# Perseid Meteor Shower



## winemaker_3352 (Aug 10, 2010)

For anybody who is a star gazer - get ready.

Perseid meteor shower peaks August 12-13, 2010, Moon conditions ideal for spectacular meteor shower.

The best time to observe meteors is from midnight until dawn.


----------



## jeepingchick (Aug 10, 2010)

cool, will it be visiable in the east?? specificly delaware?


----------



## winemaker_3352 (Aug 10, 2010)

Yup - you can probably see them now - i think it started in mid july. The morning of Aug 12-13 are just the peek viewing times.


----------



## jeepingchick (Aug 10, 2010)

bare eyes or will i need a telescope??


----------



## winemaker_3352 (Aug 10, 2010)

You will be fine with you eyes.

I have a telescope that i will also be using.

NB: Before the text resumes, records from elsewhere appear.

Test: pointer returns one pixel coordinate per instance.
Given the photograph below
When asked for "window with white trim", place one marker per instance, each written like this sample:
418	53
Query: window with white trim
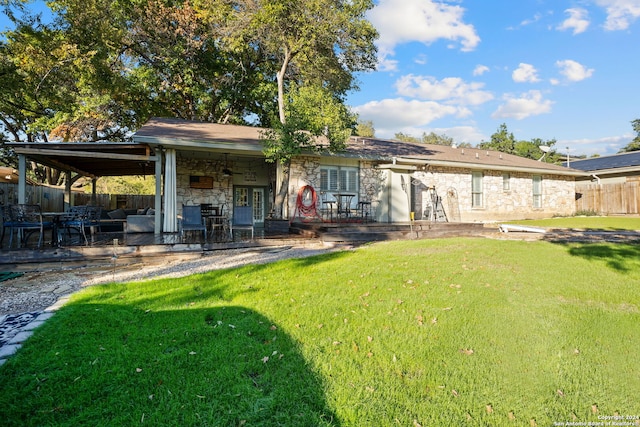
335	178
506	182
476	189
537	191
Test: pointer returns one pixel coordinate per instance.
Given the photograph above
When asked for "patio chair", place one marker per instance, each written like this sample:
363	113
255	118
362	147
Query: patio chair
79	218
26	220
220	223
6	222
192	220
242	219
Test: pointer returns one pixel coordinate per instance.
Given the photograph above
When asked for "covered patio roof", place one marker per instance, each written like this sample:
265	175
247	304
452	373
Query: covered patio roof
91	159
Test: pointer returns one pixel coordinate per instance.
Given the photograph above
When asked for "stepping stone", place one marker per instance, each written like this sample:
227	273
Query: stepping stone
8	350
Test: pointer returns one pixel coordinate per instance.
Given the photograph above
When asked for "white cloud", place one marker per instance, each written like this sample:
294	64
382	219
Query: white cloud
424	21
525	73
603	146
527	104
480	70
577	20
392	115
386	64
421	59
574	71
620	13
451	89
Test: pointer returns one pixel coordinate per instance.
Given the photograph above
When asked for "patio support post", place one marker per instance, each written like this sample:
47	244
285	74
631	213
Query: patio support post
22	179
170	204
67	190
93	191
158	200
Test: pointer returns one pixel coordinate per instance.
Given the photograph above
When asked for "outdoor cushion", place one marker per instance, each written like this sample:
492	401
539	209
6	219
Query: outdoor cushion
117	214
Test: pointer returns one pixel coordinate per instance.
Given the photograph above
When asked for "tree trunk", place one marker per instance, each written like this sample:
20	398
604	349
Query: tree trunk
280	77
281	196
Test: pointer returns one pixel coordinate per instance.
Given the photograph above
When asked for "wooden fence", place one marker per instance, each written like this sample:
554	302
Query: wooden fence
609	199
52	199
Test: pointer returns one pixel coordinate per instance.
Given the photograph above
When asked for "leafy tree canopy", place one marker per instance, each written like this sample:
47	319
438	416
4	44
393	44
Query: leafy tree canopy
634	145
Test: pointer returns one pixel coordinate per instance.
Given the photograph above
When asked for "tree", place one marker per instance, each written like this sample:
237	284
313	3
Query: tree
315	121
430	138
502	140
634	145
435	139
365	129
318	44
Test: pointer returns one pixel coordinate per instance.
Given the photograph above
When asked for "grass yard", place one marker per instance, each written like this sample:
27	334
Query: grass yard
608	223
413	333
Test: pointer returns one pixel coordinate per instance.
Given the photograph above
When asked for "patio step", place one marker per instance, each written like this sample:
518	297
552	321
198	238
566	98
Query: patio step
379	231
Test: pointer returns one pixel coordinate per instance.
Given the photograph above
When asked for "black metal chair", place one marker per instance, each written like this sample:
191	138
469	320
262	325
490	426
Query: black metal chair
242	219
192	220
79	218
7	222
25	220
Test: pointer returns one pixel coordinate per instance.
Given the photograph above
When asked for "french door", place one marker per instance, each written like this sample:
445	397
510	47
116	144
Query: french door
254	197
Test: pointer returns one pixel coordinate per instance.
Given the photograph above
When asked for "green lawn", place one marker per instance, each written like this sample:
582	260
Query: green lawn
432	332
609	223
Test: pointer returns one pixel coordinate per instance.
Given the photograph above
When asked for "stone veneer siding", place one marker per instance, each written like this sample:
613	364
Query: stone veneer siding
222	192
558	194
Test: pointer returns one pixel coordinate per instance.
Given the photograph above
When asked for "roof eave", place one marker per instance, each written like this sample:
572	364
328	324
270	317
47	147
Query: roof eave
223	146
479	166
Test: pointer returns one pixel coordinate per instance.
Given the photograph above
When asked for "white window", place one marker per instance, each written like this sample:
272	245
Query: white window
333	178
537	191
506	182
476	189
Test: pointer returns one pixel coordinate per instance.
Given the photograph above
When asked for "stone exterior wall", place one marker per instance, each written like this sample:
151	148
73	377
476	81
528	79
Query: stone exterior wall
451	184
221	193
305	170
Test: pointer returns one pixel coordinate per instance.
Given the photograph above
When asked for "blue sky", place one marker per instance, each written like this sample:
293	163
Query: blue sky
549	69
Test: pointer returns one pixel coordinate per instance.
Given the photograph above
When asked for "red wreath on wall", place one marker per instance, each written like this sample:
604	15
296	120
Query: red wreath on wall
306	204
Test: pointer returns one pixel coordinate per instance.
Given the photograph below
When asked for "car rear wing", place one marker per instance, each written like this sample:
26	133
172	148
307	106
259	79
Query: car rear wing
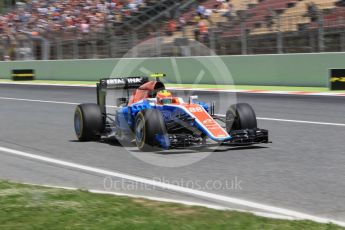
122	83
126	83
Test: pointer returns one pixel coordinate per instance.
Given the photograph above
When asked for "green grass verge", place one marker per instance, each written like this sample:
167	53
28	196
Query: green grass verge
34	207
242	87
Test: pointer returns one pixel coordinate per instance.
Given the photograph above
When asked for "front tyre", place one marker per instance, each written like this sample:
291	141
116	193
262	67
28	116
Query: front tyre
240	116
149	127
88	122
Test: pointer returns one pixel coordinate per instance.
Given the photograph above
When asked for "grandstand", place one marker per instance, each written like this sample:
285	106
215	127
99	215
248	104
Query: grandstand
110	28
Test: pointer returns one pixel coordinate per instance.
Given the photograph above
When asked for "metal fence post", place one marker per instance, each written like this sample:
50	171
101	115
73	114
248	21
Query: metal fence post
212	41
244	38
76	48
158	42
134	44
59	48
279	35
321	31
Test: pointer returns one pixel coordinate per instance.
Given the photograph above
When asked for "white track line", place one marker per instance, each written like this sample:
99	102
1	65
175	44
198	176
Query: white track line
176	188
304	122
295	121
41	101
300	93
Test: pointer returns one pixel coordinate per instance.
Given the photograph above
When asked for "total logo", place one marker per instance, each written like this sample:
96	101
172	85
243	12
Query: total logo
196	109
134	80
116	81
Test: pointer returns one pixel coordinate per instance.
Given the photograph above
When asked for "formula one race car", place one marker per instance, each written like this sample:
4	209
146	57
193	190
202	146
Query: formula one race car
155	119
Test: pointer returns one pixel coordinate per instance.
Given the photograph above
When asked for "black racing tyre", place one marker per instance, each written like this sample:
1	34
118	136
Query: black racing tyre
88	122
240	116
148	123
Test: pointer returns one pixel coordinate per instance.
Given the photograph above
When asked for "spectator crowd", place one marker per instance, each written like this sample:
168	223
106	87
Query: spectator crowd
40	17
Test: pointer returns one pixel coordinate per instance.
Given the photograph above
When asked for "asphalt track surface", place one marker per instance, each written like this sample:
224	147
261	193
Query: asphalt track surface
303	169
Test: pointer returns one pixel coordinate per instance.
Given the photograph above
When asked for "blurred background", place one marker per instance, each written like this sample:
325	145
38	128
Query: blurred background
85	29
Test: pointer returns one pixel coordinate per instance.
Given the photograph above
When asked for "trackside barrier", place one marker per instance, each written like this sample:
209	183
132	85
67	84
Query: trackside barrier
284	70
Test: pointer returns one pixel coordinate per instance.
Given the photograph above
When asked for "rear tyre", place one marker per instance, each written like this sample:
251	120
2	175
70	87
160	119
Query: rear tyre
88	122
149	124
240	116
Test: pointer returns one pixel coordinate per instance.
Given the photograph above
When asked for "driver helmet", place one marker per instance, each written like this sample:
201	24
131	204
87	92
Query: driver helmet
164	97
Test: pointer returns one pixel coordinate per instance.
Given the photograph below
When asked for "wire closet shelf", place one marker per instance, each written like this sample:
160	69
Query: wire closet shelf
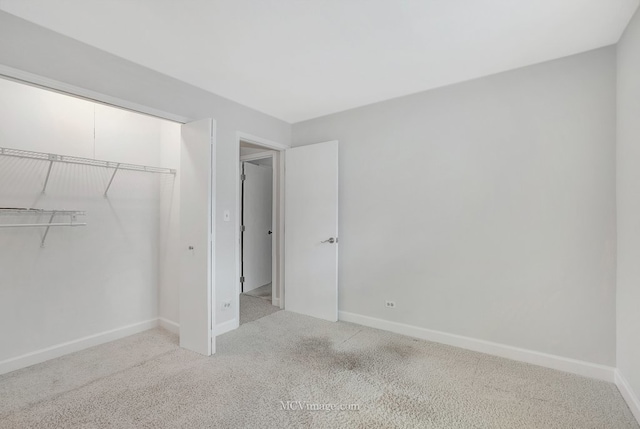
61	218
54	158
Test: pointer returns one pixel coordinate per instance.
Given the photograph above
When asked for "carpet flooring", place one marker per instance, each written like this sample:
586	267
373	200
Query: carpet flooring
147	381
253	308
263	292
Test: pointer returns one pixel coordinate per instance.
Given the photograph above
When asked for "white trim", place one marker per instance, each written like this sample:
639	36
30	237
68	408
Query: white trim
258	155
224	327
62	349
628	394
169	325
245	137
574	366
76	91
211	287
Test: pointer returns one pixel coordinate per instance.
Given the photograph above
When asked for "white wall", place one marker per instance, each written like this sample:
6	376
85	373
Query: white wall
485	209
46	53
87	280
628	194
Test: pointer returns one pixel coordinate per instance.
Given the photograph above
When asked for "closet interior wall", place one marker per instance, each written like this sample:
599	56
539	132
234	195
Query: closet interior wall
105	276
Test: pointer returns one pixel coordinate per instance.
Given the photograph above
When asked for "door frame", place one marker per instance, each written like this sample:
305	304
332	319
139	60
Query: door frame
274	242
275	150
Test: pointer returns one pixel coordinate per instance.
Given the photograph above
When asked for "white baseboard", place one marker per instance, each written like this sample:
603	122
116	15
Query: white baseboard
628	394
58	350
169	325
225	327
587	369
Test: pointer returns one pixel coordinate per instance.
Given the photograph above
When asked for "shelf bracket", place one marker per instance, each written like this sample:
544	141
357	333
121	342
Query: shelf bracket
46	181
111	180
46	231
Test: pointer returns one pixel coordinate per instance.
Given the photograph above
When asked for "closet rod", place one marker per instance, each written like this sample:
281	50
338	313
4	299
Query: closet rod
18	153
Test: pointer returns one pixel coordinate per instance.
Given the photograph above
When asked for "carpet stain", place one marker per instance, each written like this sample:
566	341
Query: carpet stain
321	352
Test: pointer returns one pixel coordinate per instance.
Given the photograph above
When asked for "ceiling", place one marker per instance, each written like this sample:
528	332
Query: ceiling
300	59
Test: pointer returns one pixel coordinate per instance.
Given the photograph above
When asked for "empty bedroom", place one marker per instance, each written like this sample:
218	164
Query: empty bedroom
320	214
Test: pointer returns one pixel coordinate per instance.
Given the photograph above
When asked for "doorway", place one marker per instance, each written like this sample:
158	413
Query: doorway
259	293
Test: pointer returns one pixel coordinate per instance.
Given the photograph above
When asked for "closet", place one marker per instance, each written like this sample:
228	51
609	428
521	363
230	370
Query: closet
89	219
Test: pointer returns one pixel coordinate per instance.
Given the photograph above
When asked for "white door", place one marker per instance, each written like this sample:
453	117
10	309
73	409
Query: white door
195	236
257	190
311	230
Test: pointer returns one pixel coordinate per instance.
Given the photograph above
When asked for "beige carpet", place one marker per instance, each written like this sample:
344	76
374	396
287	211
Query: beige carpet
253	308
263	292
146	381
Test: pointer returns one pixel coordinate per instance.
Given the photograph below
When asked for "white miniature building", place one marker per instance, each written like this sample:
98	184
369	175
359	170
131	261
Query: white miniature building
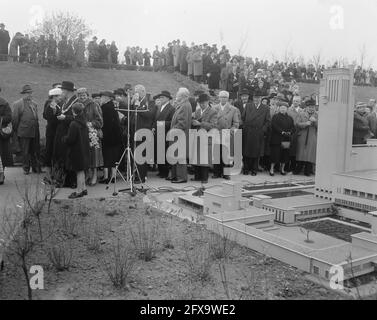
224	199
345	174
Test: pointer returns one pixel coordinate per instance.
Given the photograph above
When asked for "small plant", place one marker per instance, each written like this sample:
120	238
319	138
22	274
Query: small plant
167	240
199	262
221	247
145	240
121	264
60	255
92	234
69	223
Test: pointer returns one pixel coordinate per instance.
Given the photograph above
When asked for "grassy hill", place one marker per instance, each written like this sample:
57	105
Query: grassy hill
14	76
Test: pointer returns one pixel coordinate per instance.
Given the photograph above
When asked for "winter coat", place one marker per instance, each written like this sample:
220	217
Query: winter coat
77	141
198	63
306	138
25	119
256	122
112	133
4	41
5	149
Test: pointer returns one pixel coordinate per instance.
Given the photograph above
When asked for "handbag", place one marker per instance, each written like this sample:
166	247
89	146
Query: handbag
6	132
285	144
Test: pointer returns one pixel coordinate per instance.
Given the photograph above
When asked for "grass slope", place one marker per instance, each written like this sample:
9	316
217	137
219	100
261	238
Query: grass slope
14	76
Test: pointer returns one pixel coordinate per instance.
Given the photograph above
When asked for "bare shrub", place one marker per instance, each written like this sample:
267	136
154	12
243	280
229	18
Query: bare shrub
145	239
92	236
199	262
120	264
60	255
69	223
166	235
221	247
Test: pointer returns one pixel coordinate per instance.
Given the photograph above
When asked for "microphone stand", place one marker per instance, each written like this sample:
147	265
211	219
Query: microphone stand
131	173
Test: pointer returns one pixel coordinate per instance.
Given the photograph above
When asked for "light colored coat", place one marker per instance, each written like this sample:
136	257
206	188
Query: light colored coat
208	121
182	119
306	138
25	119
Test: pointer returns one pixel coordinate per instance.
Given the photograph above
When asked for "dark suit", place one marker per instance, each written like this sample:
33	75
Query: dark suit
256	122
26	125
165	116
144	119
208	121
372	122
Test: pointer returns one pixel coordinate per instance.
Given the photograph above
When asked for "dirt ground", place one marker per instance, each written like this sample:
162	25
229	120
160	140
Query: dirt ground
184	264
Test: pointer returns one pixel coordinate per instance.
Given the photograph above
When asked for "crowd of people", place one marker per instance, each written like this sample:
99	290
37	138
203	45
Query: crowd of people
87	132
202	63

Might be hard to use though - as the magnification is so great that the meteor might be to quick to get in the view finder.

Will try it out though.


----------



## Runningwolf (Aug 10, 2010)

jeepingchick said:


> bare eyes or will i need a telescope??



Bare everything, rotate around from corner, look into the sky. Do not move from corner and you will not get lost. OHHH MYY what is that tattoo of? LMAO


----------



## jeepingchick (Aug 10, 2010)

grrrrrrrrrrr.....and im not telling!


----------



## djrockinsteve (Aug 10, 2010)

Back in the late 80's my kids and I just came out of Pizza Hut when we saw a huge fireball soar across the horizon. It lasted about 10 seconds before going out of view. Later that night we saw on the news a meteor had hit a woman's car in New York.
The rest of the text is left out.